I recently sat down with the team at Nilus for their Treasury Leader Spotlight series to talk about one of the biggest shifts I’m seeing in treasury and finance right now: how AI is changing not just what we do, but how we think.
From freeing up time to focus on people (instead of admin) to empowering teams to become “strategic translators” between finance, data, and tech – AI is amplifying the human element of treasury, not replacing it.
It was a great conversation where I shared real-world examples from treasurers at NASDAQ, ASML, and Agrocorp, and why I believe the real opportunity lies in uncovering the hidden talent already sitting inside your team.
You can read the full Q&A below 👇
What happens when AI stops being a tool and starts changing how treasury teams actually think?
For Mike Richards, CEO of The Treasury Recruitment Company and host of The Treasury Career Corner podcast, the shift isn’t just coming, it’s already here. In this edition of our Treasury Leader Spotlight, Mike gets real about how AI is redefining the DNA of finance and treasury roles, from uncovering overlooked talent to championing a new kind of professional: the strategic translator. His answers reveal how AI isn’t just speeding up workflows, it’s shifting mindsets.
What’s one way AI has already changed how your team works?
AI hasn’t just changed how we work – it’s changed what we value.
For me, AI has helped reframe where we spend our time. As a recruiter, that means less time manually filtering CVs or chasing admin and more time having real conversations with candidates and clients. Just like treasury teams automating reconciliations or FX hedging, we’ve used AI tools to streamline repetitive tasks – so we can focus on building relationships, not processing data.
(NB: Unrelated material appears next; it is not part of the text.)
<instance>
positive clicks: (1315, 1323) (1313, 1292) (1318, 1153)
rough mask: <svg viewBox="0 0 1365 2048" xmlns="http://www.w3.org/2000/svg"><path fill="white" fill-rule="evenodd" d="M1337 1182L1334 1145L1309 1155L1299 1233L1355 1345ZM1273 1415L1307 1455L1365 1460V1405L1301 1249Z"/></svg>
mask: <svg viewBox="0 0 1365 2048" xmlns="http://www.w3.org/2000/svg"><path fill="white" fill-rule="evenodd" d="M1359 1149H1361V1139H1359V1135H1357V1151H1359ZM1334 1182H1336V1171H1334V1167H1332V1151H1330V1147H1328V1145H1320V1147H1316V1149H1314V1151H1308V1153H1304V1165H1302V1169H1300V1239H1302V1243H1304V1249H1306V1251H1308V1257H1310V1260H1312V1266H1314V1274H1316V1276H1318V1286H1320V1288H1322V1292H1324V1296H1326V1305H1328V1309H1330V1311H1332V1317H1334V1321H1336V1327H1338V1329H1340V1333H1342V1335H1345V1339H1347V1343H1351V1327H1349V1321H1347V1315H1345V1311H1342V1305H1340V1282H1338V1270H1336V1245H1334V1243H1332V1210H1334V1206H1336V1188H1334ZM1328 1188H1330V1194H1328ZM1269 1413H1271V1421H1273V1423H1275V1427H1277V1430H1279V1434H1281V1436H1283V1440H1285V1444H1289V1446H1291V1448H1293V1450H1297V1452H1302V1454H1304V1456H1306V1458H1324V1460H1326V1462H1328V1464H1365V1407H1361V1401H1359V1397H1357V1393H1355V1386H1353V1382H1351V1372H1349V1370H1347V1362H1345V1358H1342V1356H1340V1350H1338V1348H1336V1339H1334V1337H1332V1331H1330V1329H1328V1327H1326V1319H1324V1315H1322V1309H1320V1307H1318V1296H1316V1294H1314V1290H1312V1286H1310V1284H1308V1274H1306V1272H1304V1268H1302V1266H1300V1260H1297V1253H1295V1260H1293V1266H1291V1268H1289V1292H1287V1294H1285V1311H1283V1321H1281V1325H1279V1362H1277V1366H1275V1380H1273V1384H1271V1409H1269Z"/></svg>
And I’m seeing the same shift in the clients I work with. At NASDAQ, Dana Laidhold’s treasury team uses bots to execute FX trades, generate journal entries, and complete in 20 minutes what used to take days. That time-saving unlocks the real value: deeper analysis, better decision-making, and more impactful conversations across the business.
AI hasn’t replaced the human element – it helped amplify it.
What’s the biggest shift you expect to see in finance and treasury over the next 5 years?
The rise of the “strategic translator.”
We’re already seeing treasury evolve from operational to strategic. But over the next five years, I believe we’ll see treasurers expected to sit at the intersection of finance, data, and tech – acting as translators between business objectives and AI capability.
That doesn’t mean hiring an army of coders. It means having people who are curious, tech-aware, and confident enough to ask: Can we automate this? Is there a better way?
Craig Jeffery at Strategic Treasurer calls this the rise of the “strategic translator” – and I think he’s spot on.
The future treasury professional won’t just know cash positions. They’ll know how to leverage AI tools to forecast them, explain the outputs, and challenge the assumptions behind them. That shift is already starting – and it’s only accelerating.
What do you wish more CFOs or treasury leaders would stop ignoring?
The hidden talent already sitting in their team.
Too many leaders think adopting AI means hiring a new skill set from scratch. But in reality, the skills are often already there – they just need room to breathe.
At ASML, a two-person team built a Python-based forecasting model that beat their manual one by miles. No external vendor, no seven-figure budget. Just two curious people and the space to test something new.
I’d love more CFOs to stop thinking of AI as a “technology project” and start treating it as a “people empowerment opportunity.” Give your team the time and tools to experiment.
Encourage them to explore. The best ideas often don’t come from the top – they come from the people closest to the process.
If you had a magic AI assistant for finance, what would you ask it to do first?
“Sort out the data mess.”
Ask any treasurer what slows them down – and 9 times out of 10, it’s data.
Disconnected systems, messy spreadsheets, inconsistent formatting, manual inputs – it’s like a digital jigsaw puzzle with half the pieces missing.
If I had a Corporate Treasury AI assistant, their first job would be to harmonize and map data across all treasury functions.
Pull in ERP feeds, bank data, cash positions, hedging exposures.
Then clean it, structure it, and make it ready to read and understand for the Treasurer.
AI is only as good as the data feed.
We need to fix the foundations first and then the rest becomes much easier – faster decisions, better forecasting, and more clarity all-round.
What’s the biggest misconception you think people have about AI in finance?
That it’s only for big budgets or big teams.
This one drives me mad.
AI is not just for the Google’s and JP Morgans of the world.
Companies like ASML and Agrocorp have shown you can do a lotwith a little.
At ASML, they built a forecasting tool using open-source Python and in-house talent and won an award for it too!
At Agrocorp, they’re using AI for reconciliations and FX management – no outsourced consultants were needed.
The misconception is that AI adoption is some monumental project. In reality, it often starts with a single use case and a single person asking, “What if?”
You don’t need a data science team – you need a culture that values experimentation and supports smart problem-solving. That’s where the real transformation happens.